# Cheap, easy tortoise enclosure cover?



## Dorothy L (Aug 19, 2018)

So, as I will be getting a tortoise, i would like to prepare the enclosure before the tortoise arrives. As I will be getting a baby, I need to keep the humidity, to make sure that it grows quickly with a smooth shell (At least that's what I've gotten from my research). Therefore, I need to learn to make an easy, cheap cover for my indoor tortoise enclosure to keep the humidity. I am open to all ideas, so if you have any please share! Thanks!


----------



## pguinpro (Aug 23, 2018)

Could get a sheet of lexan or plexiglass! Or buy a shower curtain and staple it to the perimeter of the top as a temporary solution just make sure there are a few holes for air exchange.


----------



## Tim Carlisle (Aug 23, 2018)

Construct a wood fram and wrap clear plastic around it. Good n' cheeep.


----------



## wellington (Aug 23, 2018)

If you post a pic of the enclosure we can give more suggestions.


----------



## Billna the 2 (Aug 23, 2018)

Yep


----------



## Tom (Aug 23, 2018)

I think you are going about it the wrong way. Covering or converting the wrong kind of enclosure never works as well as just using the correct type of enclosure.
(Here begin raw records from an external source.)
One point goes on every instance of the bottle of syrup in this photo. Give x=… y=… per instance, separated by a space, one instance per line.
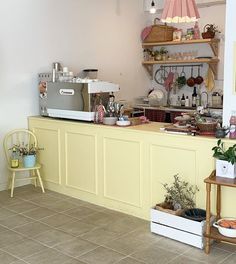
x=183 y=100
x=232 y=128
x=194 y=97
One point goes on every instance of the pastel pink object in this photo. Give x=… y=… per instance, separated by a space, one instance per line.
x=180 y=11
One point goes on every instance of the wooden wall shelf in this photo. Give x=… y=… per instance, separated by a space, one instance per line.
x=213 y=63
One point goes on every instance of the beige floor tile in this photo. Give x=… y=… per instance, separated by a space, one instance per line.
x=29 y=195
x=60 y=206
x=9 y=237
x=32 y=229
x=15 y=220
x=74 y=261
x=225 y=246
x=53 y=237
x=48 y=256
x=173 y=245
x=99 y=236
x=56 y=220
x=76 y=228
x=216 y=255
x=24 y=248
x=80 y=212
x=45 y=199
x=144 y=234
x=18 y=262
x=184 y=260
x=125 y=225
x=99 y=219
x=101 y=255
x=3 y=229
x=154 y=255
x=58 y=195
x=76 y=247
x=39 y=213
x=126 y=245
x=129 y=260
x=5 y=258
x=4 y=213
x=94 y=207
x=22 y=207
x=231 y=259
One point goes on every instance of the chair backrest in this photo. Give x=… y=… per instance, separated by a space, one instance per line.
x=22 y=137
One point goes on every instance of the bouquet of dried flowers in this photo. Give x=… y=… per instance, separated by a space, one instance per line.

Buy or build a closed chamber and your life will be so much easier, while the tortoises life will be so much better.


----------



## Triz (Aug 25, 2018)

Tom said:


> I think you are going about it the wrong way. Covering or converting the wrong kind of enclosure never works as well as just using the correct type of enclosure. Buy or build a closed chamber and your life will be so much easier, while the tortoises life will be so much better.


where can i buy a closed chamber?


----------



## Tom (Aug 25, 2018)

Triz said:


> where can i buy a closed chamber?


Reptile basics sells one that will ship relatively quickly, but its only a 2x4: http://www.reptilebasics.com/reptile-cages/

The best cages are made by Animal Plastics. They are by far the most perfect housing solution I have ever found, quality and service both get an A+++, they are reasonably priced, and each one is customized for whatever your needs are. I have 8 of them now. The catch? It takes months to get one once you order it. They make a great product, but they are more interested in quality than becoming some giant factory style company that makes millions of dollars. Their interest is n doing it right, and for that, they need to stay small enough to manage. I asked why they don't get more CNC machines and hire more people to run them and do all the work to meet the ever growing demands of their customers. They don't think they could manage it well enough if they got too big too soon. So they keep pumping out perfect cages as fast as they can for the amount of machinery and people they've got. They don't want to get huge and go global. Imagine that! When you call you will talk to Alli. She is wonderful, polite, knows her products well, and she is very helpful. https://apcages.com/collections/terrestrial-cages


----------



## Triz (Aug 25, 2018)

Tom said:


> Reptile basics sells one that will ship relatively quickly, but its only a 2x4: http://www.reptilebasics.com/reptile-cages/
> 
> The best cages are made by Animal Plastics. They are by far the most perfect housing solution I have ever found, quality and service both get an A+++, they are reasonably priced, and each one is customized for whatever your needs are. I have 8 of them now. The catch? It takes months to get one once you order it. They make a great product, but they are more interested in quality than becoming some giant factory style company that makes millions of dollars. Their interest is n doing it right, and for that, they need to stay small enough to manage. I asked why they don't get more CNC machines and hire more people to run them and do all the work to meet the ever growing demands of their customers. They don't think they could manage it well enough if they got too big too soon. So they keep pumping out perfect cages as fast as they can for the amount of machinery and people they've got. They don't want to get huge and go global. Imagine that! When you call you will talk to Alli. She is wonderful, polite, knows her products well, and she is very helpful. https://apcages.com/collections/terrestrial-cages


Thank you so much Tom!!


----------